Some of the DKers hire a trainer to house visit a few times help you along until you can go to puppy class.
Have you tried feeding your puppy in his crate?

We started feeding in the crate when Rouser first came home. He learned to like the crate fairly quickly (he's very food motivated). From there, we had a strict schedule:

1) Outside to potty every 45 minutes (saying, "go potty" and then giving him a treat as soon as he did). NO PLAYING. If he went, great. We would go back inside and then go back outside 5 or 10 minutes later to play. You want your pup to understand that play and potty are two separate things. Rouser was potty trained in just a few days.

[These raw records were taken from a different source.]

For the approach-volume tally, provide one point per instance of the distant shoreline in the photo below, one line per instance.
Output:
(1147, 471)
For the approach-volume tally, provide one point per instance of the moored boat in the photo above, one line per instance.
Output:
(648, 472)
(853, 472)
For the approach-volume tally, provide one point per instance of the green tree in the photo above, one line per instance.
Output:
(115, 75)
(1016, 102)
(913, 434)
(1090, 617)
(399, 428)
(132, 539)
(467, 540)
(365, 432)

2) Playtime would last up to 20 minutes. He would usually fall asleep before then, though.

3) After playtime, he was to go in the crate (with a treat and a toy) for at least 30 minutes. Typically, he would fall asleep and we would let him out when he woke up. Then we went directly outside and repeated.

Rouser's crate was in the room with me - very close to my work area. He could see and smell me. I also work from home so it was pretty easy for me to work this schedule. I think we did it for 2 weeks. After that, he was reliably potty trained, so I would take him out about every hour and just put him in his crate when I knew he would sleep and/or I needed to get something done.

The key to the crate is to completely ignore him if he is barking or whining. No looking, no talking. Let him see you going about your business. Wait until he's been quiet for at least 10 seconds, say "good boy" while giving him a treat, and then let him out. You can start with just a few minutes (in addition to feeding him in his crate) and he'll come to like it.

Also, have him walk into the crate on his own rather than placing him there. Lead him with treats and say, "in your crate" and then, once he's inside, give him a special treat (like a piece of chicken) and his favorite toy (just one).

Rouser slept in his crate (next to our bed) from the get-go and didn't protest, so I would say that he understood that it wasn't a punishment, but more of his den where he ate and slept (two things he loved to do) safely.